I continually remind my college students that their first step in surfacing a biblical author's original message should be to find out what was happening when the text was written. By nature, most of us do the opposite. We ignore the period during which the author wrote, and start our exegesis by investigating and studying the period about which he or she was writing.

We can use Sunday's Gospel (Lk 21:5-19) as an example. Before we inquire about Jesus' earthly ministry in the late 20s or early 30s, or the distant, future end of the world, we should first explore what was occurring in Luke's community during the middle 80s.

Scripture wasn't written in a vacuum. Our Bible is a library: a collection of books written at different times and in different places by authors responding to the needs and situations which their different communities faced. Only when we take time to understand those needs and situations can we appreciate what the authors were trying to convey.

Future look

Each of Sunday's readings was composed for people looking toward the future. Because of the anticipation of some great, glorious event, those who first read these writings weren't very concerned with the present.

The prophet Malachi, for instance, addresses some mid-fifth century B.C.E. Israelites who believe Yahweh is coming soon to judge the Chosen People (Mal 3:19-20). Zeroing in on that event, they ignore their present behavior. This monumental mistake motivates Malachi to take their image of Yahweh as "the sun of justice with...healing rays" and turn it into a metaphor of a blazing oven in which "all the proud and all evildoers will be stubble," an oven which will "set them on fire, leaving them neither root nor branch."

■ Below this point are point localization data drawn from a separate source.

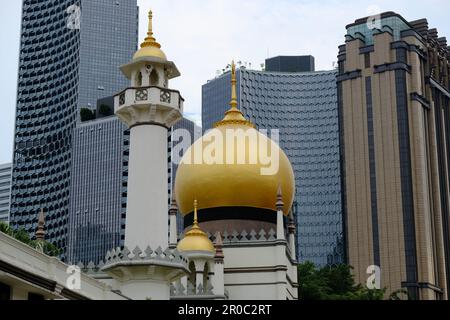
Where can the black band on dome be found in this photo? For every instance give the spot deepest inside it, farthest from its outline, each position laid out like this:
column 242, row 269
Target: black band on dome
column 232, row 213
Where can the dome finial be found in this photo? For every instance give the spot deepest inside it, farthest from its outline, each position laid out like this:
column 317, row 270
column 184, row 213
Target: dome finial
column 234, row 115
column 150, row 41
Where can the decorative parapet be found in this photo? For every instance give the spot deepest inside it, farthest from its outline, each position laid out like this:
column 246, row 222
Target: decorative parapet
column 137, row 255
column 244, row 236
column 145, row 105
column 180, row 292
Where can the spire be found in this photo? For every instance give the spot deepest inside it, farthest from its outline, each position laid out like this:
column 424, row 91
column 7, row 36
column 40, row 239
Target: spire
column 234, row 115
column 40, row 232
column 173, row 210
column 195, row 238
column 279, row 204
column 218, row 245
column 150, row 41
column 195, row 225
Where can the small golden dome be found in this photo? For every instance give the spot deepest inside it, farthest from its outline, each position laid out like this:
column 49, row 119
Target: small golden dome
column 150, row 48
column 236, row 184
column 195, row 239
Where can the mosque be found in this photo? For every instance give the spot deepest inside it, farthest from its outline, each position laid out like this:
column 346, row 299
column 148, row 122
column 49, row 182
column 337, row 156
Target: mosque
column 239, row 232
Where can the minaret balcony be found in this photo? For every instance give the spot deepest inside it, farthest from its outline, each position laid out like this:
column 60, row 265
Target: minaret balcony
column 149, row 105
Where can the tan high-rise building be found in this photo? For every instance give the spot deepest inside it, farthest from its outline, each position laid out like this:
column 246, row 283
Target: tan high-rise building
column 394, row 95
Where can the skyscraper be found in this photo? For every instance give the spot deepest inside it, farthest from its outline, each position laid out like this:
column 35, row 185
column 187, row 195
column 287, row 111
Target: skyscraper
column 195, row 132
column 394, row 95
column 69, row 57
column 98, row 189
column 303, row 106
column 5, row 186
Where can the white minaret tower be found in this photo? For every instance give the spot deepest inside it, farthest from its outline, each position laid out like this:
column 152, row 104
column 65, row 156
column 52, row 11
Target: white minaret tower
column 145, row 267
column 149, row 108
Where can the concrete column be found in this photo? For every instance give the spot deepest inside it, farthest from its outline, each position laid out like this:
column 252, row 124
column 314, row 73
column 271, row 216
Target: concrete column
column 147, row 207
column 173, row 232
column 280, row 226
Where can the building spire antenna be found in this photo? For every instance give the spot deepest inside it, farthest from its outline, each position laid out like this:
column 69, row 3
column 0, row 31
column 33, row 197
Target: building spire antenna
column 150, row 40
column 233, row 102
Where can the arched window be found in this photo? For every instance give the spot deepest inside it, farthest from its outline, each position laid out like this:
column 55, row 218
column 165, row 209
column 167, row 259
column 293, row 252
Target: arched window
column 154, row 78
column 139, row 79
column 205, row 276
column 192, row 275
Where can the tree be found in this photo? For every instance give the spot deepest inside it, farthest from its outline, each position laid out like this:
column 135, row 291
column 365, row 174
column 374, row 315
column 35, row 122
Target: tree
column 332, row 283
column 22, row 235
column 86, row 114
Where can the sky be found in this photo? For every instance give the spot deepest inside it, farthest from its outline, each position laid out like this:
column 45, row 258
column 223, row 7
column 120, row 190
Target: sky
column 203, row 36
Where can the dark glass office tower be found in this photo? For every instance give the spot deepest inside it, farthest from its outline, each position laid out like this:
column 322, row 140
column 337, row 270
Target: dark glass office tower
column 303, row 106
column 98, row 193
column 63, row 66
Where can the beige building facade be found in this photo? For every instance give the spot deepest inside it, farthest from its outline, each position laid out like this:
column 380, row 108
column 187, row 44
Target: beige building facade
column 394, row 97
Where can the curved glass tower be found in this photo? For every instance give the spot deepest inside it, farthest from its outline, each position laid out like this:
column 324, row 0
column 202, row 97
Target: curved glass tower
column 58, row 53
column 303, row 106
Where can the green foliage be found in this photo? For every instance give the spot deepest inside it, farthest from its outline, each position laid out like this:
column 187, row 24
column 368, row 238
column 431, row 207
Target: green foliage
column 105, row 110
column 332, row 283
column 86, row 114
column 23, row 236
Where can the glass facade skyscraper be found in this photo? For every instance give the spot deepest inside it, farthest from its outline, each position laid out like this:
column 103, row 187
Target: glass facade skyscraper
column 5, row 186
column 63, row 66
column 303, row 106
column 98, row 189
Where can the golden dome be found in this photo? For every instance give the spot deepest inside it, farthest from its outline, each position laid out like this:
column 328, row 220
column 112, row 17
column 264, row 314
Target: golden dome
column 231, row 183
column 150, row 48
column 195, row 239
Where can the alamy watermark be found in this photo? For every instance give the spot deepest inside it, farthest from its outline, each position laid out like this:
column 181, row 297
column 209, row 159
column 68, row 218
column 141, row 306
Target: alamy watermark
column 73, row 21
column 229, row 147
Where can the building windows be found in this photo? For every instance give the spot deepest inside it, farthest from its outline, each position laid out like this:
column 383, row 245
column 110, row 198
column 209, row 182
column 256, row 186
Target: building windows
column 367, row 63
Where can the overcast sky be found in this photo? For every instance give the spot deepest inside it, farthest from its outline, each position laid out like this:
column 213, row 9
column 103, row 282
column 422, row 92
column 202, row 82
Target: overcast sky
column 202, row 36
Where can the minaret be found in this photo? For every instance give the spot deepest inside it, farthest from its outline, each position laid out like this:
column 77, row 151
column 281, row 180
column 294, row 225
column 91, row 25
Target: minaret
column 291, row 232
column 146, row 266
column 280, row 225
column 173, row 233
column 149, row 109
column 199, row 249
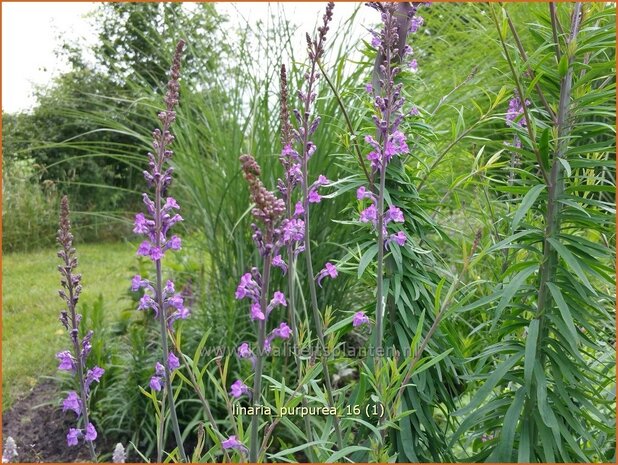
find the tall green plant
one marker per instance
(547, 376)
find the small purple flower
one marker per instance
(144, 249)
(73, 436)
(137, 283)
(293, 230)
(173, 362)
(142, 225)
(416, 23)
(72, 402)
(256, 312)
(328, 270)
(399, 238)
(159, 369)
(93, 375)
(176, 301)
(278, 299)
(146, 302)
(155, 383)
(369, 214)
(174, 243)
(91, 433)
(283, 331)
(155, 253)
(394, 214)
(244, 351)
(299, 209)
(238, 389)
(363, 193)
(360, 319)
(314, 197)
(248, 287)
(233, 443)
(280, 263)
(170, 203)
(67, 362)
(169, 288)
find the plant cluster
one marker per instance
(458, 341)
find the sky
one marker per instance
(31, 32)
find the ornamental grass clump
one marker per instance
(155, 224)
(268, 210)
(74, 360)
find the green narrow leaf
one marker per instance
(343, 452)
(490, 384)
(366, 259)
(511, 289)
(526, 203)
(572, 261)
(504, 451)
(564, 310)
(530, 354)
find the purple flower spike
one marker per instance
(235, 444)
(72, 402)
(155, 383)
(256, 312)
(328, 270)
(360, 319)
(238, 389)
(278, 299)
(244, 351)
(73, 437)
(94, 375)
(279, 263)
(393, 214)
(172, 362)
(91, 433)
(67, 362)
(369, 215)
(399, 238)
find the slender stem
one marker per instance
(314, 304)
(203, 400)
(161, 310)
(436, 322)
(76, 349)
(292, 317)
(524, 57)
(522, 96)
(380, 271)
(259, 362)
(388, 86)
(348, 121)
(80, 378)
(310, 275)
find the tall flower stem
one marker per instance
(254, 448)
(316, 49)
(70, 319)
(286, 141)
(75, 331)
(314, 299)
(159, 293)
(388, 87)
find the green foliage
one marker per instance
(547, 394)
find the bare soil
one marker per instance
(39, 427)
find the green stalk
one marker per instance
(254, 448)
(314, 300)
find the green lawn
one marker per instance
(31, 332)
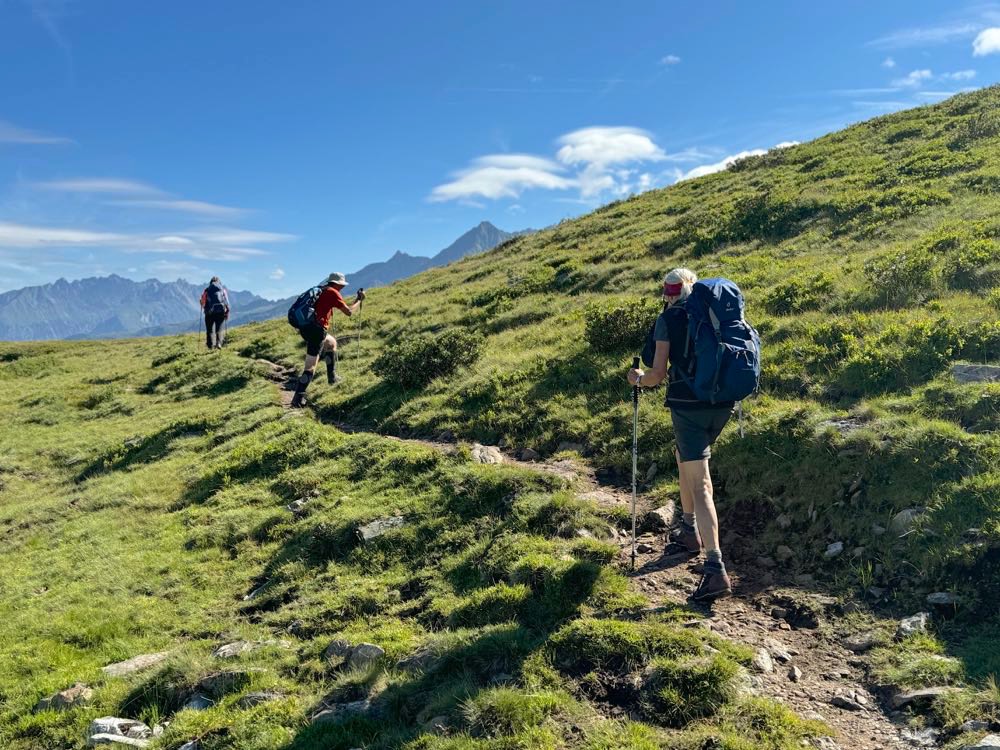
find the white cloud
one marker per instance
(10, 133)
(502, 176)
(22, 235)
(987, 42)
(959, 75)
(99, 185)
(193, 207)
(914, 79)
(919, 37)
(729, 160)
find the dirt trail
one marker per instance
(752, 616)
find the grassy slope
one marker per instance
(143, 491)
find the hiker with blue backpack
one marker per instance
(215, 306)
(710, 356)
(310, 315)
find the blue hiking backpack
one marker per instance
(723, 348)
(303, 310)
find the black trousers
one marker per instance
(214, 321)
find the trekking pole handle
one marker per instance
(636, 364)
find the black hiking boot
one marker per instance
(713, 586)
(682, 542)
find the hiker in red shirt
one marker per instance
(319, 343)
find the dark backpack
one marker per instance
(723, 348)
(215, 299)
(303, 310)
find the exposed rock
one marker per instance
(762, 661)
(71, 697)
(777, 650)
(846, 702)
(103, 740)
(377, 528)
(365, 655)
(914, 624)
(861, 642)
(198, 702)
(964, 373)
(920, 699)
(255, 699)
(942, 599)
(486, 454)
(902, 523)
(340, 711)
(135, 664)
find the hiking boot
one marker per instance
(713, 586)
(682, 543)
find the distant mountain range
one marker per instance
(115, 307)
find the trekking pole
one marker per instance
(635, 450)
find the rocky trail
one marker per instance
(799, 659)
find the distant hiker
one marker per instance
(215, 304)
(697, 416)
(310, 314)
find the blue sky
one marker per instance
(272, 142)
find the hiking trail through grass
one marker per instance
(822, 668)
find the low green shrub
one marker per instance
(417, 360)
(616, 326)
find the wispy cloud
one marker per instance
(926, 36)
(722, 164)
(987, 42)
(200, 208)
(10, 133)
(114, 185)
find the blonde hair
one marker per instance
(683, 276)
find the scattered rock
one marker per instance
(762, 661)
(255, 699)
(486, 454)
(861, 642)
(964, 373)
(920, 699)
(912, 625)
(340, 711)
(135, 664)
(847, 702)
(902, 523)
(942, 599)
(377, 528)
(198, 702)
(777, 650)
(71, 697)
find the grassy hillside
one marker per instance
(871, 263)
(145, 485)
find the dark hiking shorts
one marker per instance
(696, 429)
(314, 335)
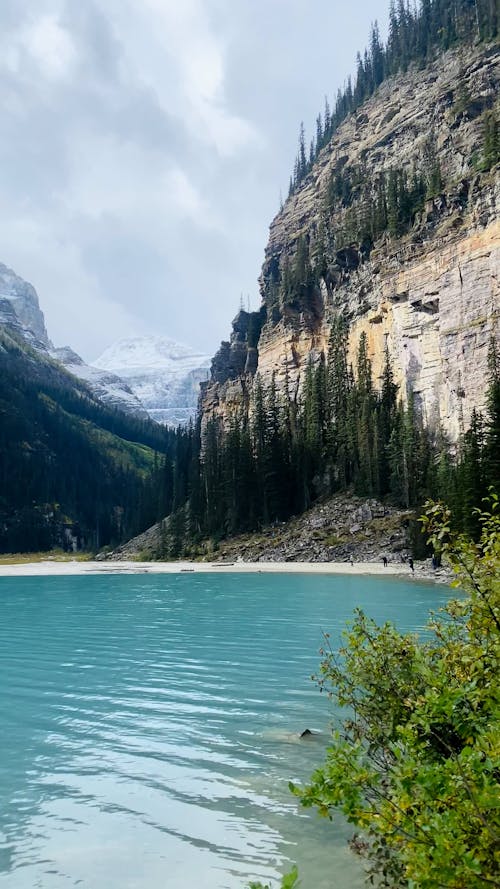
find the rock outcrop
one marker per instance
(431, 295)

The prophet reminds his people that those who spend all their time concentrating on the future, often forget the implications of the present.

Paul and Luke face a parallel problem. Jesus' earliest followers presumed He was going to return quickly in the Parousia, end the world as we know it and take His elect with Him to heaven. Both the Pauline disciple who (probably) composed II Thessalonians and the third evangelist write for communities who have their eyes fixed on the Second Coming. Each author focuses those eyes on the problems of the present.

The problem in the Thessalonian community (2 Thes 3:7-12) is evident: "goldbricking." Certain individuals are asking, "Why should someone spend the precious small amount of time allotted before the Parousia in hard labor?" Those chosen to take part in such a tremendous event shouldn't be expected "to do windows."


The author first counters this corrosive belief with the example of Paul who "worked day and night, laboring to the point of exhaustion so as not to impose on any of you." Then he reminds the malcontents of a basic Pauline rule: "Anyone who does not work does not eat." No one should be so engrossed in his or her future that they forget to do what's necessary to get them to that future. Jesus is Lord of the present as well as Lord of the Parousia.

Luke, on the other hand, warns his community not to be so anxious about Jesus' second Coming that they follow any person or join any movement that even vaguely resembles Jesus or His Parousia. "Take care not to be misled," Luke's Jesus cautions. "Many will come in my name, saying, 'I am he and the time is at hand.' Do not follow them. Neither must you be perturbed when you hear of wars and insurrections."

If Jesus' followers are living the life of Jesus right here and now, no one should be running away from the persecution which is part of that life. Luke is more concerned with helping his community face the opposition which comes from being Jesus' disciples than in giving them clues on when to expect Jesus' return. "By patient endurance," Jesus assures us, "you will save your lives."

No matter what age we live in, we always need someone around encouraging us to really live in it.